The graves were discovered about three weeks ago in Saraqala, a remote part of the southeastern province of Paktika, said a provincial police officer, speaking on condition of anonymity.
“It’s believed that these people were killed in 1989,” he said. “There was a government brigade that went missing and they captured them. There are at least 300-500 people — we have counted from their belts, uniforms, boots and bones.”
Interior Ministry spokesman Yousuf Stanikzai confirmed that mass graves had been discovered and said a team had been sent by the ministry in Kabul to investigate.
“These were army soldiers of the Najibullah regime who surrendered to the mujahideen and then they were killed,” he said referring to the Soviet-backed president executed by the Taliban in 1996.
He said there were reports that up to 550 bodies were in the graves.
Mujahideen (Muslim holy warrior) forces overthrew the Soviet-backed government in 1992. The Taliban grew out of these forces and took power in 1996 only to be overthrown by U.S.-led forces in 2001.
Stanikzai said he did not know if there were plans to prosecute those connected to the massacre. “The government has sent an investigation team and then the government will decide,” he said.
Ahmad Nader Nadery of the Afghan Independent Human Rights Commission said it had also sent a team to investigate after reports from local that two mujahideen commanders linked to the massacre were candidates in Sept. 18 legislative elections.
Information about the graves came to light five days before the elections after complaints by local elders about their candidacies, he said.
The graves are not the first to be found in Afghanistan from the country’s long and brutal civil war.

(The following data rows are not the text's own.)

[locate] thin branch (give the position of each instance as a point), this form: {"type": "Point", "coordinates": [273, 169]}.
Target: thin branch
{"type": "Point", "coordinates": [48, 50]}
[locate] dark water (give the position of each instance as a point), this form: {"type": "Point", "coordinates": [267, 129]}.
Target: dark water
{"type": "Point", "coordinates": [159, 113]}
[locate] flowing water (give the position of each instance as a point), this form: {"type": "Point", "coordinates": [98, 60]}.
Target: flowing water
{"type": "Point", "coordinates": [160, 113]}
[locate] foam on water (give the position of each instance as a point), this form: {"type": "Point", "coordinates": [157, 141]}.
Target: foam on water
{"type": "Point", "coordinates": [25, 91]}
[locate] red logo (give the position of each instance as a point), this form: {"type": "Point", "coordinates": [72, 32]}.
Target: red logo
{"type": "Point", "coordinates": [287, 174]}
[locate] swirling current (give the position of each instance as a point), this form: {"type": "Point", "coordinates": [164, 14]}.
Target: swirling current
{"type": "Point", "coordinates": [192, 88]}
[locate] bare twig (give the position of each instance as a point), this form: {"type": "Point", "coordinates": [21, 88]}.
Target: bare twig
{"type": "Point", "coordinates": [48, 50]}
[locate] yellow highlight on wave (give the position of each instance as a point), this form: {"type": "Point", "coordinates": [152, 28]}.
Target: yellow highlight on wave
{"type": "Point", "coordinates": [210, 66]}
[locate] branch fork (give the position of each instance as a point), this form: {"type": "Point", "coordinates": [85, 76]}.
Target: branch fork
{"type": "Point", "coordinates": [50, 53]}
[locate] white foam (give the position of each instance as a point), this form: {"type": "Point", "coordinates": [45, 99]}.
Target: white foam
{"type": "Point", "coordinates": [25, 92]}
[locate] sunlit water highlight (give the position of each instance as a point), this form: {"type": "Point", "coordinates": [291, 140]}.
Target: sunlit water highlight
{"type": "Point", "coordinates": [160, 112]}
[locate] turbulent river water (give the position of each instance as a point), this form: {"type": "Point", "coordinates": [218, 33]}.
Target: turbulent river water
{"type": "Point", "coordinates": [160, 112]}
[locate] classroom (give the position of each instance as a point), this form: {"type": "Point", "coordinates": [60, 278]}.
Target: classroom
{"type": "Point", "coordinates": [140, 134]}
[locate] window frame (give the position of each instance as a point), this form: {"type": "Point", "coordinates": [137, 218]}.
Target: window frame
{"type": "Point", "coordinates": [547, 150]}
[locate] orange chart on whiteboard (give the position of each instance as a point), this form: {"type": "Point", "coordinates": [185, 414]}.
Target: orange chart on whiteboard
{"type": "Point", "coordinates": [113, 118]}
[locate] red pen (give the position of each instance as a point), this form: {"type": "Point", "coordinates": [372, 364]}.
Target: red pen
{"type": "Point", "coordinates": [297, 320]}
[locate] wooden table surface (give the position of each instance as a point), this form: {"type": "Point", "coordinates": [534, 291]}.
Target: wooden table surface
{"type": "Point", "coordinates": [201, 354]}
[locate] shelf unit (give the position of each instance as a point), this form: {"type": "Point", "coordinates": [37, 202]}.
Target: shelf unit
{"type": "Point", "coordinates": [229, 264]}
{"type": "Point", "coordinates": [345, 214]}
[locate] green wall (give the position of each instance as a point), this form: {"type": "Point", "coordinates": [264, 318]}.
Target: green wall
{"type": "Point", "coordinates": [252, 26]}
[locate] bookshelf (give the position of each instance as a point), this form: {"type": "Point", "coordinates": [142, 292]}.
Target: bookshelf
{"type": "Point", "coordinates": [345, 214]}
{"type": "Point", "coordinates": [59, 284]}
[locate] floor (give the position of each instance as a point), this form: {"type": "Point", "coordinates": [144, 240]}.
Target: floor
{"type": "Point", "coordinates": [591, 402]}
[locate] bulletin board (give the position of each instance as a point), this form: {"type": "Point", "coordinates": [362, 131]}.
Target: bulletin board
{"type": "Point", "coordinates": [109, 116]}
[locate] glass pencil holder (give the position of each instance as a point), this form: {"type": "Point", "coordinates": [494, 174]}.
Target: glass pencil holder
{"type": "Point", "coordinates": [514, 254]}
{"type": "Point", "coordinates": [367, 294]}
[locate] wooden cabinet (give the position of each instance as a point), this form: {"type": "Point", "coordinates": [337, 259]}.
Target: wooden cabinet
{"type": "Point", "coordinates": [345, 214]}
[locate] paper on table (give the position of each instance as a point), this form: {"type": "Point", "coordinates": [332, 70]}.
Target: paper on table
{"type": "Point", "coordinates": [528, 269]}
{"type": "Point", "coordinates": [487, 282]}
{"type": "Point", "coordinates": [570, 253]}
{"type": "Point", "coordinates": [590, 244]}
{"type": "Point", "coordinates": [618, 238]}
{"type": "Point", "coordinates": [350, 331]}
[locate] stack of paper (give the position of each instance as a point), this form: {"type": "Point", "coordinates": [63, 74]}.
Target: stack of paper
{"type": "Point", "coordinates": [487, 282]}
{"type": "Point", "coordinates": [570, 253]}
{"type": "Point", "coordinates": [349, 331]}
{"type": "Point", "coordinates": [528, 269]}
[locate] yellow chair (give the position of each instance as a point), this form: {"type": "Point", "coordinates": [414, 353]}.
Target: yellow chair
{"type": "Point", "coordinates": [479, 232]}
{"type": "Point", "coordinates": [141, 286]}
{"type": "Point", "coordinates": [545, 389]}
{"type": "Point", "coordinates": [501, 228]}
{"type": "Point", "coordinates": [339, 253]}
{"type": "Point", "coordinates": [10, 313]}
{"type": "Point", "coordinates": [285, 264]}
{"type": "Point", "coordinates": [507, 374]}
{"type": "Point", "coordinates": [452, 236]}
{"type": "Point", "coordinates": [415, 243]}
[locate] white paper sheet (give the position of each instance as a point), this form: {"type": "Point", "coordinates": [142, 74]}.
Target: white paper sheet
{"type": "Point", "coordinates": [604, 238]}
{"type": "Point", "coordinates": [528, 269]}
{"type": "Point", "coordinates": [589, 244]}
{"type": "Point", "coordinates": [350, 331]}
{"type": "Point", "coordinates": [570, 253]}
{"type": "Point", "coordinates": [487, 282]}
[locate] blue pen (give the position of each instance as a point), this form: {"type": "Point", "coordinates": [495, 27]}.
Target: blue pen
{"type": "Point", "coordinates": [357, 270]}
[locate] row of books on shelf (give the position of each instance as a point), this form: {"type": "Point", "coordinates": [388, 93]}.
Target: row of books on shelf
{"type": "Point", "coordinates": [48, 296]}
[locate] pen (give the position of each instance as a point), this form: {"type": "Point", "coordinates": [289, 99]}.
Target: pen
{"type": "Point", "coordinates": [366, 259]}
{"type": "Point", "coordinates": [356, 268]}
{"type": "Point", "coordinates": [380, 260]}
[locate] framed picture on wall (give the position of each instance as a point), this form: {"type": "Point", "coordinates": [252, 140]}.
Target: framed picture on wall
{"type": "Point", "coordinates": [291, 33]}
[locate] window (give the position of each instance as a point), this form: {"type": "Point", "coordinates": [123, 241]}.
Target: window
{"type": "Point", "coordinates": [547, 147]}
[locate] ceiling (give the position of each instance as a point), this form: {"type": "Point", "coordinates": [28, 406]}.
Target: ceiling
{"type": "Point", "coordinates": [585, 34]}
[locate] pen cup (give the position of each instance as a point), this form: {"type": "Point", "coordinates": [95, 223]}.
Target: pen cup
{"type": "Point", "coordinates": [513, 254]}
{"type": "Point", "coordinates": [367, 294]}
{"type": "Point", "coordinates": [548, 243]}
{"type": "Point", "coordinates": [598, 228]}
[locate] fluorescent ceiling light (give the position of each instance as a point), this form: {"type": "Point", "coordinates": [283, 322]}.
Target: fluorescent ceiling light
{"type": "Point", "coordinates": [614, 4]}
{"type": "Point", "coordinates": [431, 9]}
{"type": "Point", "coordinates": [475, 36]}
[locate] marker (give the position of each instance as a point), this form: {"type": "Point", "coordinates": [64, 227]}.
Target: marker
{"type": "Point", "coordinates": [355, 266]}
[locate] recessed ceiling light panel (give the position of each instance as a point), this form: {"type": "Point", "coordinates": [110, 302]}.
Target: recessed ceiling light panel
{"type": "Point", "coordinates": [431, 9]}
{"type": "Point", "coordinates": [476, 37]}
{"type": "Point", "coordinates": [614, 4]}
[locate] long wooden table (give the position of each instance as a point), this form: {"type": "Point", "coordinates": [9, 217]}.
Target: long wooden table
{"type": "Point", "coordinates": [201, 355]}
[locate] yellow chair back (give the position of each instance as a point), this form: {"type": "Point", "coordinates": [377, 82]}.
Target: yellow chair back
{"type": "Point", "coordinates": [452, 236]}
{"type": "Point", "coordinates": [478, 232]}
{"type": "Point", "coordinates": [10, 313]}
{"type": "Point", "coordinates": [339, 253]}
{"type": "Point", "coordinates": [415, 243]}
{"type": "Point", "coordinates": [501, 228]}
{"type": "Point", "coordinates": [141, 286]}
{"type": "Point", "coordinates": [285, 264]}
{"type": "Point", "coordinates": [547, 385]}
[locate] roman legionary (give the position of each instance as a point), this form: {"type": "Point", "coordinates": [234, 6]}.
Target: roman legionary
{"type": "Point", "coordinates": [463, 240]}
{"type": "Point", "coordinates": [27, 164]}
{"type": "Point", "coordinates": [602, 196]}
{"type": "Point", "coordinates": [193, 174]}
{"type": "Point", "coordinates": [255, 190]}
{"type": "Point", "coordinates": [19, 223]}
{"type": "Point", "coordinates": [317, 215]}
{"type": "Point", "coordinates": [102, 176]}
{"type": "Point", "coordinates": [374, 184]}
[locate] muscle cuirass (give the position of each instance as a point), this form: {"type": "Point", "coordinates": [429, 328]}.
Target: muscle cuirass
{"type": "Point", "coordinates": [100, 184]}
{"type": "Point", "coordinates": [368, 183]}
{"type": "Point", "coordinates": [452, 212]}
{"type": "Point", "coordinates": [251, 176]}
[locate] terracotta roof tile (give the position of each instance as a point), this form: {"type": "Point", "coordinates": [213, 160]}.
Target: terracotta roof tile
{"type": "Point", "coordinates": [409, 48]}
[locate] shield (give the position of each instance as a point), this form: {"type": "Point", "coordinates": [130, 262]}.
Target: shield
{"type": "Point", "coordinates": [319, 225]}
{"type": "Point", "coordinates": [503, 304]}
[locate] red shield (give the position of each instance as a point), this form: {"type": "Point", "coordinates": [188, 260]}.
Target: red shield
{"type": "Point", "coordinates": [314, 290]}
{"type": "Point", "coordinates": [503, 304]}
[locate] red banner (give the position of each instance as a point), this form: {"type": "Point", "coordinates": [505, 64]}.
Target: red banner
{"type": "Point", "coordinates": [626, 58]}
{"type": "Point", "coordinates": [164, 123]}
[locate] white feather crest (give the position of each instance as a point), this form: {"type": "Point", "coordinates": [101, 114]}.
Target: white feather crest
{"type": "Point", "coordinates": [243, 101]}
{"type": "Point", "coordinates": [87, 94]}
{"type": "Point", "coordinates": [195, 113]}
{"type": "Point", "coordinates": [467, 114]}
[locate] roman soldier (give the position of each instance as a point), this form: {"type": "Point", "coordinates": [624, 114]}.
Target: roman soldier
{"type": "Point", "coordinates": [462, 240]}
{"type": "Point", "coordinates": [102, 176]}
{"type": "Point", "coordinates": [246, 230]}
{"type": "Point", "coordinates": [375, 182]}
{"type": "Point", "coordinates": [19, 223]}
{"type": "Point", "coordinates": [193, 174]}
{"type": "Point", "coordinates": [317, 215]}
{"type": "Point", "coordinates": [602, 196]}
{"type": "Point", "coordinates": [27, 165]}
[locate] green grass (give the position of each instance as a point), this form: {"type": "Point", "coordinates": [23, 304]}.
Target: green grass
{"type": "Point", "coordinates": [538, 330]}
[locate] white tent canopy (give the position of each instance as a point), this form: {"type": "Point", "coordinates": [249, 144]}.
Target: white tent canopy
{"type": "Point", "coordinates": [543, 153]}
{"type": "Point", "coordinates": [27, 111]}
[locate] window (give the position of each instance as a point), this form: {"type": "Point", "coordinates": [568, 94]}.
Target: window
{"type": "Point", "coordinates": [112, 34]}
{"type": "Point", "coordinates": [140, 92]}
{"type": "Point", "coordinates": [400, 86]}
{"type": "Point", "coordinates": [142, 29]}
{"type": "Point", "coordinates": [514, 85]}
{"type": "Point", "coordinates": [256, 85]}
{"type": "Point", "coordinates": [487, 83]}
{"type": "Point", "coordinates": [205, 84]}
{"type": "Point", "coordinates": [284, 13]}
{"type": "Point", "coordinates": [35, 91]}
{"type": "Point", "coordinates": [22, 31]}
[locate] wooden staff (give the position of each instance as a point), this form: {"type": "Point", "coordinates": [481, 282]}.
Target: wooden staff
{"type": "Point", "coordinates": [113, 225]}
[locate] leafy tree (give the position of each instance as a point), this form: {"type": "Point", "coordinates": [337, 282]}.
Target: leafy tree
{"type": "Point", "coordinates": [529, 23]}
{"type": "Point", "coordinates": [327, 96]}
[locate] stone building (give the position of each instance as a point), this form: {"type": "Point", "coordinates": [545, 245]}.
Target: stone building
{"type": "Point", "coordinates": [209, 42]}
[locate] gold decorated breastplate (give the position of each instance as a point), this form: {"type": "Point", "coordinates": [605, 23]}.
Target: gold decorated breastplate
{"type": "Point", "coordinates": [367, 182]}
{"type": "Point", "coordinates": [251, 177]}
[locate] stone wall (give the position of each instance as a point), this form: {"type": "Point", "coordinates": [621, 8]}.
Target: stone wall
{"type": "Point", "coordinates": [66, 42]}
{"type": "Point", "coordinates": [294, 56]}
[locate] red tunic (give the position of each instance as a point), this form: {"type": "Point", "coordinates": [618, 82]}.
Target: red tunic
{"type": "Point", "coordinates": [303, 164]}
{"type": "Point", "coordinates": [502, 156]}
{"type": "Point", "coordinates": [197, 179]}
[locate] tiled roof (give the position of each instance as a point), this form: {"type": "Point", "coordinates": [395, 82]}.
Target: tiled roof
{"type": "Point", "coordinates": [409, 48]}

In 2002, graves holding the bodies of hundreds of Taliban fighters captured by the forces of former communist warlord Abdul Rashid Dostum were found in the far north of the country. Dostum is now an adviser to Western-backed President Hamid Karzai.
Nadery said the discovery of the new graves showed the need for better vetting of election candidates and the need to provide justice for victims of war crimes.
The presence on the poll lists of factional leaders and former communist officials blamed for such crimes has been cited by some analysts as a reason for the relatively low turnout this year compared with last year’s presidential elections.